E então, o que fazer?


Em assunto de direito à cidade, especialmente no que tange a moradia, os movimentos sociais lutam por uma reforma urbana em outros parâmetros. O Rio de Janeiro cresceu durante séculos sem um projeto de organização e uso do solo e, em uma metrópole, isso leva ao caos urbano, social e ambiental. Precisamos de um projeto que não seja baseado em interesses particulares de grandes empresários e especuladores. A cidade que queremos deve ter como meta garantir a satisfação das necessidades das pessoas, principalmente das classes trabalhadoras, que hoje vivem em uma “Cidade de Exceção”, onde os direitos são restritos pela força e pela ignorância. Onde, muitas vezes, o controle populacional é realizado através das armas, como nas comunidades com varejo armado da droga; nas comunidades com UPP’s, onde os fuzis estão em tão violentas mãos; e nas comunidades que vivem sob o terror da milícia.


É contra isso que deve agir o Direito.
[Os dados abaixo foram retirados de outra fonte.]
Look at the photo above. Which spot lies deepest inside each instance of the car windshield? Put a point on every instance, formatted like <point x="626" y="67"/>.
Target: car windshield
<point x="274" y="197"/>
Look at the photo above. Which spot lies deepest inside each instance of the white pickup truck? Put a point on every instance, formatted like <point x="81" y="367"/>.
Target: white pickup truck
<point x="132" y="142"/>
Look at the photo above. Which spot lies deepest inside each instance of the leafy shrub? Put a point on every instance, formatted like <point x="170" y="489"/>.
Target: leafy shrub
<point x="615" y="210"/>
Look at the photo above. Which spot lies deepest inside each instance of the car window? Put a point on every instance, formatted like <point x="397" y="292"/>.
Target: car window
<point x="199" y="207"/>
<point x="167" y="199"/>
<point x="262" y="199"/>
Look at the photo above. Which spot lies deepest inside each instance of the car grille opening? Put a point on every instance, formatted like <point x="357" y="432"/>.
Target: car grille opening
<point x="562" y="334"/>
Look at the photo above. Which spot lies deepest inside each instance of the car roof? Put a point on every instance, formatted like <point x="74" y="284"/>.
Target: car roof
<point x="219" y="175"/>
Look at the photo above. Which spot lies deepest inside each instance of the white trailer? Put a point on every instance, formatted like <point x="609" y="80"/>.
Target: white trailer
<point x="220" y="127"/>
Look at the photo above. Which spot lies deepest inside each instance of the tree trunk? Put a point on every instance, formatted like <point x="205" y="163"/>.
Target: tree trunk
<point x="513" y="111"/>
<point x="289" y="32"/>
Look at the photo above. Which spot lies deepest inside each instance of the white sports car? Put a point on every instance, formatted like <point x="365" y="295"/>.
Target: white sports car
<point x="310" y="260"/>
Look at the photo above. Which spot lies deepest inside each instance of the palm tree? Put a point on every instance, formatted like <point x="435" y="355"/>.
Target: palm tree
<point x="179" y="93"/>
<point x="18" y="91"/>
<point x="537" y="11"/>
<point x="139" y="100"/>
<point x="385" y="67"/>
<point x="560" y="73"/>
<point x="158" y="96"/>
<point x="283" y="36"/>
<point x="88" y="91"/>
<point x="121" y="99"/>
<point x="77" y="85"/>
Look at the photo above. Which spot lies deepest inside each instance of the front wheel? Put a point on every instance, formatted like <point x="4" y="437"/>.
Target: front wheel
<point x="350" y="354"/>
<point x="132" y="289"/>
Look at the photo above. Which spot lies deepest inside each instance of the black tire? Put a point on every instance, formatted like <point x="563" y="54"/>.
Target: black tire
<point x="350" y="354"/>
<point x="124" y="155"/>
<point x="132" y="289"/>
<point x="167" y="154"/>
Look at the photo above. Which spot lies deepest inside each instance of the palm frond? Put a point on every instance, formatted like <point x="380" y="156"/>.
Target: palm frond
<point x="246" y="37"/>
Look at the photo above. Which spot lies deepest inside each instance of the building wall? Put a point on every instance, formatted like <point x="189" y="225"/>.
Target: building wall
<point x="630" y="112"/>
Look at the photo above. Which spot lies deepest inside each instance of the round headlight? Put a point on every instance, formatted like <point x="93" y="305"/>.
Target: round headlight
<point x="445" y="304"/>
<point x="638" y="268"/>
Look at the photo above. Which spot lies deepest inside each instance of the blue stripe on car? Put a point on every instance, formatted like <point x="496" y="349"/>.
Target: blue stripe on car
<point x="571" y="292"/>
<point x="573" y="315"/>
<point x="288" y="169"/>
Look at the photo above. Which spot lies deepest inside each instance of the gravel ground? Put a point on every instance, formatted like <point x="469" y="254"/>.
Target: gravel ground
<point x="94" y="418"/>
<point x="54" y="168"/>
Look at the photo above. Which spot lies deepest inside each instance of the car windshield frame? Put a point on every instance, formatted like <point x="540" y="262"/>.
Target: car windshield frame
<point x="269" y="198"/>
E um dos instrumentos para essa ação é a Lei, conquista histórica que não foi escrita por piedade ou por acaso. Os mega eventos devem significar bem estar geral e não enriquecimento de poucos. Contra a segregação em curso militam os movimentos organizados, respaldados pela Constituição, pelos tratados internacionais e, no nosso caso, pela Lei Orgânica. Aceitar viver sob os brados da civilização em barbárie atenta contra o Estado Democrático de Direito. Temos a história como exemplo e devemos aprender com exemplos similares em outras cidades e países que também foram sediaram os jogos.



Os profissionais do Direito e todos aqueles comprometidos com a justiça além do direito têm o dever ético e a responsabilidade profissional de assegurar o cumprimento das garantias legais, o avanço da legislação social e a responsabilização pelos ilícitos cometidos pela Prefeitura durante esse novo bota-abaixo. Regredir nessa questão é abrir espaço para uma cidade cuja população vai ser subjulgada pela exceção permanente, pelo medo e, principalmente, pelo capital.


* Diogo Flora é estudante de Direito da UERJ, militante do movimento "Direito Para Quem?" e estagiário do Núcleo de Terras e Habitação da Defensoria Pública/RJ.